19.4 where all or any part of the order is still in the process of manufacture as at the date on which the Company receives the cancellation notice from the Customer then the Customer shall only be liable to pay the costs of the Company up to the date on which the cancellation notice was received including but not limited to : the cost of all work in progress, the full cost of any special tooling that the Company manufactured or purchased to fulfil the contract, materials bought in for the purpose of fulfilling the order, etc.
19.5 where the cancellation involves an order that is the subject of a number of phased or call off type deliveries and where the Customer received a quantity discount from the Company on its original order because of the total quantity of that order and where the Company has already delivered part or parts of the original order then the Company will become immediately entitled to payment from the Customer for the parts or parts of the original order that have already been delivered based upon the Company’s usual pricing at such lower (or non existent) quantity discount that would have applied had the Customer originally placed an order for the quantity of goods actually delivered but less any payment already received in respect of such goods.
20. Orders with Future Phased Deliveries. Where the Customer and the Company agree a contract whereby an order is to be the subject of a number of future predetermined phased delivery dates or where the Customer can ‘call off’ deliveries at its discretion then the following will apply:
20.1 the Company will invoice the Customer for each delivery of goods when such goods are dispatched.
20.2 where fixed future phased delivery dates have been agreed then the Company will be entitled to invoice the Customer on those pre-agreed delivery dates even if the Customer asks for one or more deliveries to be delayed.

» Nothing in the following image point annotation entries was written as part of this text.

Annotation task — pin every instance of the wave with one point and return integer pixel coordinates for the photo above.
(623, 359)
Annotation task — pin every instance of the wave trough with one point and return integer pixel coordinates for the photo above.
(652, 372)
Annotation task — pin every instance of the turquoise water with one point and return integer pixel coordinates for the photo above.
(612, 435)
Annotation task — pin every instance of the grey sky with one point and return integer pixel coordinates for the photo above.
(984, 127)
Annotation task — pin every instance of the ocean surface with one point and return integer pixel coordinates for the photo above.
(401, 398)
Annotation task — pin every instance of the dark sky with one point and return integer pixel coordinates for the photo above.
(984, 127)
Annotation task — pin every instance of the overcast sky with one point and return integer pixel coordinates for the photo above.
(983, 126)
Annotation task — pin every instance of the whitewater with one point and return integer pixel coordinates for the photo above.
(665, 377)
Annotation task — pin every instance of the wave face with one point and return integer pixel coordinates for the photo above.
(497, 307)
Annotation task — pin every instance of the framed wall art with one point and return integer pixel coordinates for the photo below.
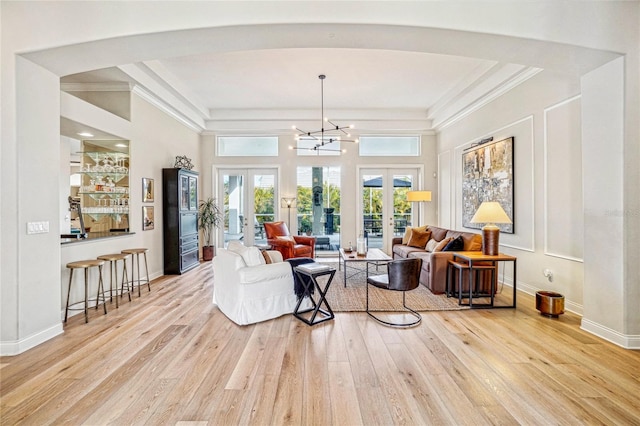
(487, 175)
(147, 218)
(147, 190)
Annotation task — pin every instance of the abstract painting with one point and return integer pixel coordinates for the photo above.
(487, 175)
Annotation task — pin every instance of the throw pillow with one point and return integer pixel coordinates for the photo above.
(431, 245)
(407, 233)
(442, 244)
(252, 256)
(419, 238)
(457, 244)
(235, 246)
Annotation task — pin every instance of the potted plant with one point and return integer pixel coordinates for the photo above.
(209, 216)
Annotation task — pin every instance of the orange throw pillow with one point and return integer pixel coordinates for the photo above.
(419, 238)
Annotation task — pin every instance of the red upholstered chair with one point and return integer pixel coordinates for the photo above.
(289, 245)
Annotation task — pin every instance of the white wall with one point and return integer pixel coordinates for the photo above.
(522, 113)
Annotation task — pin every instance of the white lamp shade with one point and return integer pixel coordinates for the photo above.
(419, 196)
(490, 212)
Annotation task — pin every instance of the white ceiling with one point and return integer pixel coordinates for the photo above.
(288, 78)
(271, 89)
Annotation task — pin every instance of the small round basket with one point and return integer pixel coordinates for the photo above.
(549, 303)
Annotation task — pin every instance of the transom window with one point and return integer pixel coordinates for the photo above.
(247, 146)
(389, 146)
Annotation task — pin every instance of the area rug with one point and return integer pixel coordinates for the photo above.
(353, 297)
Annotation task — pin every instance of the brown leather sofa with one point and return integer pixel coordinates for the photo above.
(434, 264)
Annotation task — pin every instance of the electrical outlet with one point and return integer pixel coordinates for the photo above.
(37, 227)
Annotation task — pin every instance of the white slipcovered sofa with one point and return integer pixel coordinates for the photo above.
(249, 290)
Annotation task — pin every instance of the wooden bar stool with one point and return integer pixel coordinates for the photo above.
(113, 272)
(86, 264)
(137, 252)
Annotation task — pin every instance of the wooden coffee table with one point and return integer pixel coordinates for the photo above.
(373, 257)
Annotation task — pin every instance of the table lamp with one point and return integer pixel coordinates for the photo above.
(418, 196)
(490, 213)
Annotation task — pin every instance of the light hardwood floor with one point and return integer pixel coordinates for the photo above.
(171, 357)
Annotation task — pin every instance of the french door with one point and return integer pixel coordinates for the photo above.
(383, 202)
(247, 198)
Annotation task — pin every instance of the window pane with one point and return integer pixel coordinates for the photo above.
(376, 146)
(247, 146)
(318, 206)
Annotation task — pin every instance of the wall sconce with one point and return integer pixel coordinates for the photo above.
(289, 203)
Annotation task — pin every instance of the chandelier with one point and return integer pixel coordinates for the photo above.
(326, 135)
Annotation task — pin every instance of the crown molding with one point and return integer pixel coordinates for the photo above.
(97, 87)
(167, 108)
(500, 89)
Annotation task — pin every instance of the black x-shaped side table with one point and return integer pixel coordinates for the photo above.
(310, 279)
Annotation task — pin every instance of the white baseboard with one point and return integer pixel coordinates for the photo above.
(16, 347)
(626, 341)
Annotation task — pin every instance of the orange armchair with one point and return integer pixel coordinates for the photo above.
(288, 245)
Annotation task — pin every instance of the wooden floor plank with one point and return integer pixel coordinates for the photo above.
(171, 357)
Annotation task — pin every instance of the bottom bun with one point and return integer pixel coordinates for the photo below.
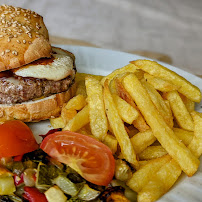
(34, 111)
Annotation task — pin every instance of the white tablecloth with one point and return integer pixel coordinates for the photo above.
(173, 27)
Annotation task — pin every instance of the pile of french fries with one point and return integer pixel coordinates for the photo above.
(145, 113)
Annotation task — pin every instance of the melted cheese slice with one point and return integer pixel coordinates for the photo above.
(60, 68)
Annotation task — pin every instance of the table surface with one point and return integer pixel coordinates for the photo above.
(168, 29)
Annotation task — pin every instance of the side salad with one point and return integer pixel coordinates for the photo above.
(66, 166)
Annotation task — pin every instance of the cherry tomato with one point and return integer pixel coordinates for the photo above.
(90, 158)
(32, 194)
(16, 138)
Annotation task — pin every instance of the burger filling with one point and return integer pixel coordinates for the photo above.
(43, 77)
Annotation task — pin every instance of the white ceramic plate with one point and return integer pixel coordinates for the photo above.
(102, 62)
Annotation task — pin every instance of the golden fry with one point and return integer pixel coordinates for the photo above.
(80, 120)
(81, 88)
(160, 84)
(118, 127)
(159, 103)
(127, 113)
(127, 68)
(196, 144)
(142, 176)
(68, 114)
(111, 142)
(188, 162)
(81, 77)
(185, 87)
(98, 119)
(152, 152)
(142, 140)
(190, 105)
(184, 135)
(57, 122)
(180, 111)
(77, 102)
(139, 123)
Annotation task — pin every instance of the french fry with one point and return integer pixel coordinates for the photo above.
(77, 102)
(190, 105)
(177, 150)
(57, 122)
(152, 152)
(80, 120)
(159, 103)
(142, 176)
(143, 163)
(111, 142)
(127, 68)
(67, 114)
(127, 113)
(196, 144)
(81, 88)
(180, 111)
(139, 123)
(81, 77)
(131, 130)
(142, 140)
(85, 130)
(160, 84)
(118, 127)
(98, 119)
(162, 181)
(122, 171)
(186, 88)
(184, 135)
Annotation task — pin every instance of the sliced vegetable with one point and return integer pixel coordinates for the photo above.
(122, 171)
(16, 139)
(88, 193)
(34, 195)
(55, 194)
(45, 175)
(90, 158)
(114, 194)
(7, 185)
(67, 186)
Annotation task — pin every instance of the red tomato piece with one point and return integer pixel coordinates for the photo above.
(16, 138)
(32, 194)
(90, 158)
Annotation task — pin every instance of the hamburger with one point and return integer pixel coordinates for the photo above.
(36, 79)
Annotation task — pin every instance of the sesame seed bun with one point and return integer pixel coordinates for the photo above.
(34, 111)
(23, 37)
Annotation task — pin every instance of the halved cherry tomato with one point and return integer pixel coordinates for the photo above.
(16, 138)
(90, 158)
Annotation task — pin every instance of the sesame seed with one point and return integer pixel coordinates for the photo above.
(14, 52)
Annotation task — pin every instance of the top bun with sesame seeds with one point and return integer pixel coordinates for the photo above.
(23, 37)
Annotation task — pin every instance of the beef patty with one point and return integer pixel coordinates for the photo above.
(20, 89)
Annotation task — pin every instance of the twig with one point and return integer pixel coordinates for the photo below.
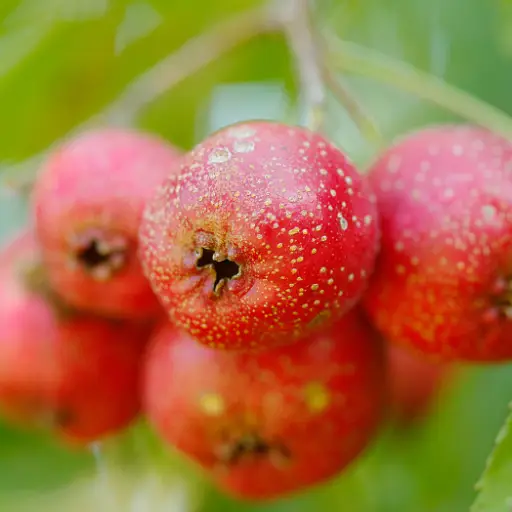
(353, 58)
(297, 24)
(362, 119)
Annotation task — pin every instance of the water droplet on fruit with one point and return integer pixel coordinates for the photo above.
(243, 146)
(219, 156)
(343, 223)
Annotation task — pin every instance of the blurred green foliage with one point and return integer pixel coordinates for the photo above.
(61, 61)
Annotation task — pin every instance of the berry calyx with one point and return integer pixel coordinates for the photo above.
(274, 422)
(88, 203)
(442, 283)
(72, 374)
(265, 231)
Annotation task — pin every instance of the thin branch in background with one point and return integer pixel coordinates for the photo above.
(297, 24)
(359, 60)
(362, 119)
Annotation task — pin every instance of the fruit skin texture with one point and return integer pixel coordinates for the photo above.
(267, 230)
(271, 423)
(88, 202)
(73, 374)
(443, 279)
(416, 383)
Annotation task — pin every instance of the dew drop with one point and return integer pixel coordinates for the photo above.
(219, 156)
(343, 223)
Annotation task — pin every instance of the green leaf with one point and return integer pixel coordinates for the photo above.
(495, 486)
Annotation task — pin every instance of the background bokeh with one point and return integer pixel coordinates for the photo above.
(63, 60)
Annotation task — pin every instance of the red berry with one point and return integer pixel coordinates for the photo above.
(266, 230)
(273, 422)
(74, 374)
(415, 383)
(444, 279)
(88, 204)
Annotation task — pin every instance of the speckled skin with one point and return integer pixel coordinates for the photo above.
(283, 204)
(77, 376)
(443, 278)
(314, 404)
(416, 383)
(96, 185)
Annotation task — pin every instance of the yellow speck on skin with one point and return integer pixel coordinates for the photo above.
(212, 404)
(316, 396)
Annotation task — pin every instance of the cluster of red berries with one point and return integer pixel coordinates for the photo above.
(231, 294)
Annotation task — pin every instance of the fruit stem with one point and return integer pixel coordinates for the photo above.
(356, 59)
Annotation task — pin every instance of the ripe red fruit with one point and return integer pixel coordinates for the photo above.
(273, 422)
(443, 283)
(266, 230)
(73, 374)
(415, 383)
(88, 203)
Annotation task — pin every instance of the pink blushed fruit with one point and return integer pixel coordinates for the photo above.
(88, 202)
(67, 372)
(443, 281)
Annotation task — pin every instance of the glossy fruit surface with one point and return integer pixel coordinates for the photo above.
(268, 424)
(88, 202)
(72, 374)
(443, 283)
(266, 231)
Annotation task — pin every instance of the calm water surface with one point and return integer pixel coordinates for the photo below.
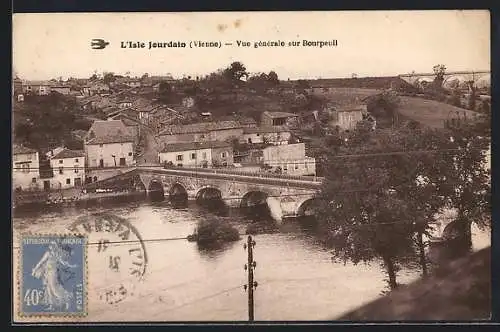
(297, 279)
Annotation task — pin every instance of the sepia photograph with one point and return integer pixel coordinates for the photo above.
(251, 166)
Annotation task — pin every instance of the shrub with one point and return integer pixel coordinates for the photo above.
(210, 232)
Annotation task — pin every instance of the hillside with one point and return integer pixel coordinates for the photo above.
(460, 291)
(429, 112)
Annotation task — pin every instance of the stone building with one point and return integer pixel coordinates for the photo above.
(197, 154)
(25, 168)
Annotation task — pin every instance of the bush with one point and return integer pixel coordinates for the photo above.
(210, 232)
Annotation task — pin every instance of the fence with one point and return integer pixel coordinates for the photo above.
(247, 173)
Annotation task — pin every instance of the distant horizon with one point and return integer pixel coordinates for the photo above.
(367, 43)
(280, 78)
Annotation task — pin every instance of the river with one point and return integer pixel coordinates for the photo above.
(297, 280)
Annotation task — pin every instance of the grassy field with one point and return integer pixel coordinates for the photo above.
(429, 112)
(347, 96)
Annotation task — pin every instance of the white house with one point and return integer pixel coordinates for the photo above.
(109, 143)
(68, 167)
(268, 134)
(197, 154)
(291, 158)
(25, 168)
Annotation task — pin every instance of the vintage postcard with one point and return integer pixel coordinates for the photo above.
(251, 166)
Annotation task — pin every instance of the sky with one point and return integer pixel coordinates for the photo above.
(369, 43)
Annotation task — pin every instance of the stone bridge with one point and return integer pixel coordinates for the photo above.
(286, 196)
(480, 78)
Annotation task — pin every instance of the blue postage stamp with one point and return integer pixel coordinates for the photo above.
(53, 275)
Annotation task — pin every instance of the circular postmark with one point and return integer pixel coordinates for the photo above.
(116, 254)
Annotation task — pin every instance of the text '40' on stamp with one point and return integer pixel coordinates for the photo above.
(53, 275)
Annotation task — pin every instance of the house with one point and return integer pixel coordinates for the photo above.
(124, 103)
(90, 103)
(197, 154)
(290, 158)
(86, 90)
(25, 168)
(133, 125)
(133, 83)
(201, 132)
(188, 102)
(79, 134)
(62, 89)
(17, 85)
(41, 88)
(272, 135)
(278, 118)
(98, 87)
(347, 117)
(109, 143)
(68, 168)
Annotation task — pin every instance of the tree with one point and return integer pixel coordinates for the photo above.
(303, 84)
(236, 71)
(439, 72)
(165, 91)
(466, 185)
(381, 205)
(108, 78)
(273, 77)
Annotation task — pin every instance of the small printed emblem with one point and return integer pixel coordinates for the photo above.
(53, 275)
(98, 44)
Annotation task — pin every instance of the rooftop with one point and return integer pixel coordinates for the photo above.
(276, 115)
(200, 127)
(18, 149)
(265, 129)
(194, 146)
(66, 153)
(108, 131)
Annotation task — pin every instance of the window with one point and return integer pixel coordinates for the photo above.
(25, 168)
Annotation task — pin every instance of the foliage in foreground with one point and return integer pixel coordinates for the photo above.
(377, 203)
(213, 232)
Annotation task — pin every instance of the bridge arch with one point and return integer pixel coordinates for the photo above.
(253, 198)
(306, 207)
(454, 81)
(208, 193)
(155, 190)
(178, 192)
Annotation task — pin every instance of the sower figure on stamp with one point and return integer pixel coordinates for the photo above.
(48, 269)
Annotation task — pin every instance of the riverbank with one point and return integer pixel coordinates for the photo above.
(72, 198)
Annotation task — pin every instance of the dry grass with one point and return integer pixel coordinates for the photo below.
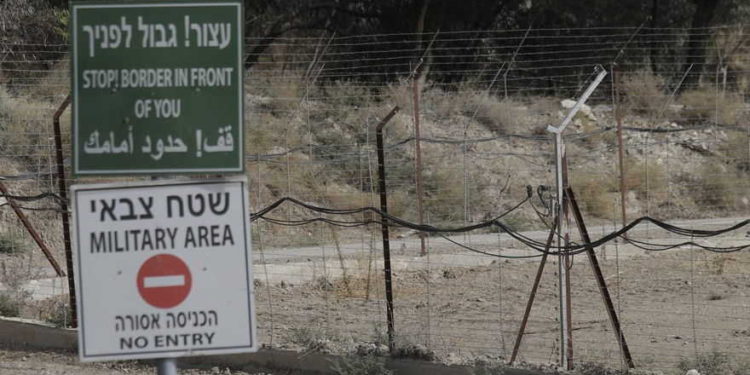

20.3 where the Customer does not ‘call off’ the entirety of the original order quantity within 12 months of the date of the original order then the Company shall be entitled to dispatch the remaining part of the initial order quantity on the date that is 12 months after the date of the original order.
21. Lien. The Company shall have a general lien on all goods in its possession belonging to the Customer to secure any money owing by the Customer to the Company.
22. Passing of Title.
22.1 title to the goods shall pass to the Customer only when they have been paid for in full.
22.2 the Company may recover goods in respect of which title has not passed to the Customer at any time after the Customer is in default in making payment under these Terms and Conditions.
22.3 the Customer hereby licences the Company through its officers, employees or agents to enter upon the premises of the Customer for the purpose of enforcing sub-condition 22.2 above.
23. Waiver by the Company of any of these conditions shall apply only to the particular circumstances in which waiver occurs and shall not be treated more extensively or as a general waiver of that or any other conditions.
24. Entire Agreement. These Terms and Conditions together with the quotation and any other written documents constituting the contract comprise the entire agreement and understanding between the Company and the Customer in respect of the goods to which they relate.
25. Sterling. Unless otherwise stated all prices are quoted and are payable in sterling as at the date of invoice.
26. Force Majeure. Neither party shall be liable for any default due to act of God war strike lock-out industrial action fire flood drought tempest or other such event beyond the reasonable control of the party seeking to avoid liability.
27. Governing Law and Jurisdiction.
27.1 The contract between the parties and these Terms and Conditions shall be governed by and construed in accordance with English law.
27.2 The Company and the Customer irrevocably submit for all purposes in connection with the contract and these Terms and Conditions to the non-exclusive jurisdiction of the Courts of England.